To address the challenges of scarce anomalous images in real-world scenarios, low visual fidelity of existing generation methods, heavy reliance on large-scale annotated data, and model bloat, this paper proposes a lightweight, text-driven local anomaly generation framework. The method reformulates zero-shot anomaly generation as a text-guided style transfer task. Key innovations include a class-agnostic automatic mask generation module and a dual-class (normal/anomalous) text prompt alignment mechanism, enabling semantically controllable and spatially precise local anomaly synthesis. A CLIP-perceptual-loss-supervised lightweight U-Net architecture is adopted to significantly reduce memory footprint and computational overhead. Extensive experiments on MVTec-AD and VisA demonstrate that our approach achieves superior performance over state-of-the-art methods in terms of generation quality, diversity, and downstream anomaly detection accuracy.

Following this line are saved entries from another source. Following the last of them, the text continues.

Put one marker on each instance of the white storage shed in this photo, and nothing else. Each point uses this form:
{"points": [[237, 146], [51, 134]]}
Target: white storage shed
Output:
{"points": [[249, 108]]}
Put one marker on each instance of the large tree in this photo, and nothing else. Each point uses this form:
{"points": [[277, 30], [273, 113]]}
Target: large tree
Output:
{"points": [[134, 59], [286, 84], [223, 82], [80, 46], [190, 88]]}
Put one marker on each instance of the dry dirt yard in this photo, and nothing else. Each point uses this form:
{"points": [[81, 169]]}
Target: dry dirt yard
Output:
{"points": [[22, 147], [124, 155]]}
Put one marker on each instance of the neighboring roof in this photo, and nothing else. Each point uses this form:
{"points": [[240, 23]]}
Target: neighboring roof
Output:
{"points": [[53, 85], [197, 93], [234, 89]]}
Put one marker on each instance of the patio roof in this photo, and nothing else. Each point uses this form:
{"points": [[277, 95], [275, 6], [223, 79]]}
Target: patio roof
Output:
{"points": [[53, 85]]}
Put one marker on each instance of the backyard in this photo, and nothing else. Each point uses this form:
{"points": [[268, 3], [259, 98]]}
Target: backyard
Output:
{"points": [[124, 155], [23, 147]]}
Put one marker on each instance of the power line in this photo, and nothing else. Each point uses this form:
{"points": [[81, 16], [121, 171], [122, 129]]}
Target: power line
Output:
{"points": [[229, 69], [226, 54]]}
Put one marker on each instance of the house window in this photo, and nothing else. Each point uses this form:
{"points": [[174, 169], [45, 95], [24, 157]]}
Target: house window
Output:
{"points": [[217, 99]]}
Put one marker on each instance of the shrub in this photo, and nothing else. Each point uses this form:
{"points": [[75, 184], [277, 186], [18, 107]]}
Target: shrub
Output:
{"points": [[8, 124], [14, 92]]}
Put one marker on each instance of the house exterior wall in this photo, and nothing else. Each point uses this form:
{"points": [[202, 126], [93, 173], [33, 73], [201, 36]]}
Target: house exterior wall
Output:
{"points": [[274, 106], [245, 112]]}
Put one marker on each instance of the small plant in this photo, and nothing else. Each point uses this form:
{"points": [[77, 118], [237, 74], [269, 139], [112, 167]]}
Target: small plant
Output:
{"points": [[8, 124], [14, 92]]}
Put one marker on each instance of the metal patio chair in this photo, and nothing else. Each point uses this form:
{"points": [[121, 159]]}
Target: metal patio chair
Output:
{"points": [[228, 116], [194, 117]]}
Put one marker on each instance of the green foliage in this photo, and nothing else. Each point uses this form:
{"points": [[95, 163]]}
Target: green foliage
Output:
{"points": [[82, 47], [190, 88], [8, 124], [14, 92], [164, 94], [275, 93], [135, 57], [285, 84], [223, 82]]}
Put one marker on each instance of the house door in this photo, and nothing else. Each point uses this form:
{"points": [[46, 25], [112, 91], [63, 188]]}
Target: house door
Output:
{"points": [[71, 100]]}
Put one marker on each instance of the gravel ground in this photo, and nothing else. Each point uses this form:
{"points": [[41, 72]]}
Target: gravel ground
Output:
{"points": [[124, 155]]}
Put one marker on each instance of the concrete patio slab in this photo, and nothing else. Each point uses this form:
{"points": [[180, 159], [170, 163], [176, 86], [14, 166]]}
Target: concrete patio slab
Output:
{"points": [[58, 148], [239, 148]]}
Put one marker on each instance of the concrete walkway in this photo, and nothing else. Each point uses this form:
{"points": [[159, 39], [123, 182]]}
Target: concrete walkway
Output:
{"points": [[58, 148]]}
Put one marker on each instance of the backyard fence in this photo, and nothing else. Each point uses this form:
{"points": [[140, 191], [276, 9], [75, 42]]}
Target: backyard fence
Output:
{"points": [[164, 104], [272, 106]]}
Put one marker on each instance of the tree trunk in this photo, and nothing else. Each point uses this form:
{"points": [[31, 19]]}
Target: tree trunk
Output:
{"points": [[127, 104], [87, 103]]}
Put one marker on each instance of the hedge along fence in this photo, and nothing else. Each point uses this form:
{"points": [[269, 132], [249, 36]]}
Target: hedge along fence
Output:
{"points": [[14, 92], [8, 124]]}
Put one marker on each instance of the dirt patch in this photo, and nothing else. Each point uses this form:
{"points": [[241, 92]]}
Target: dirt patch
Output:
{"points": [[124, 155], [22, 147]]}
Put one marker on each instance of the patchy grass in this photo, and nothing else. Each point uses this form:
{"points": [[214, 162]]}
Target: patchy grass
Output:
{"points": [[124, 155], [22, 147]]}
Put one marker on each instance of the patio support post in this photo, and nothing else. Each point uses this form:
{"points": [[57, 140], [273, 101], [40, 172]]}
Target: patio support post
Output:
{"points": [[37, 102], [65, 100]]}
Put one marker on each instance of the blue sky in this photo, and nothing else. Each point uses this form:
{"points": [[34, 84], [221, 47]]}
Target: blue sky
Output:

Anomaly generation has been widely explored to address the scarcity of anomaly images in real-world data. However, existing methods typically suffer from at least one of the following limitations, hindering their practical deployment: (1) lack of visual realism in generated anomalies; (2) dependence on large amounts of real images; and (3) use of memory-intensive, heavyweight model architectures. To overcome these limitations, we propose AnoStyler, a lightweight yet effective method that frames zero-shot anomaly generation as text-guided style transfer. Given a single normal image along with its category label and expected defect type, an anomaly mask indicating the localized anomaly regions and two-class text prompts representing the normal and anomaly states are generated using generalizable category-agnostic procedures. A lightweight U-Net model trained with CLIP-based loss functions is used to stylize the normal image into a visually realistic anomaly image, where anomalies are localized by the anomaly mask and semantically aligned with the text prompts. Extensive experiments on the MVTec-AD and VisA datasets show that AnoStyler outperforms existing anomaly generation methods in generating high-quality and diverse anomaly images. Furthermore, using these generated anomalies helps enhance anomaly detection performance.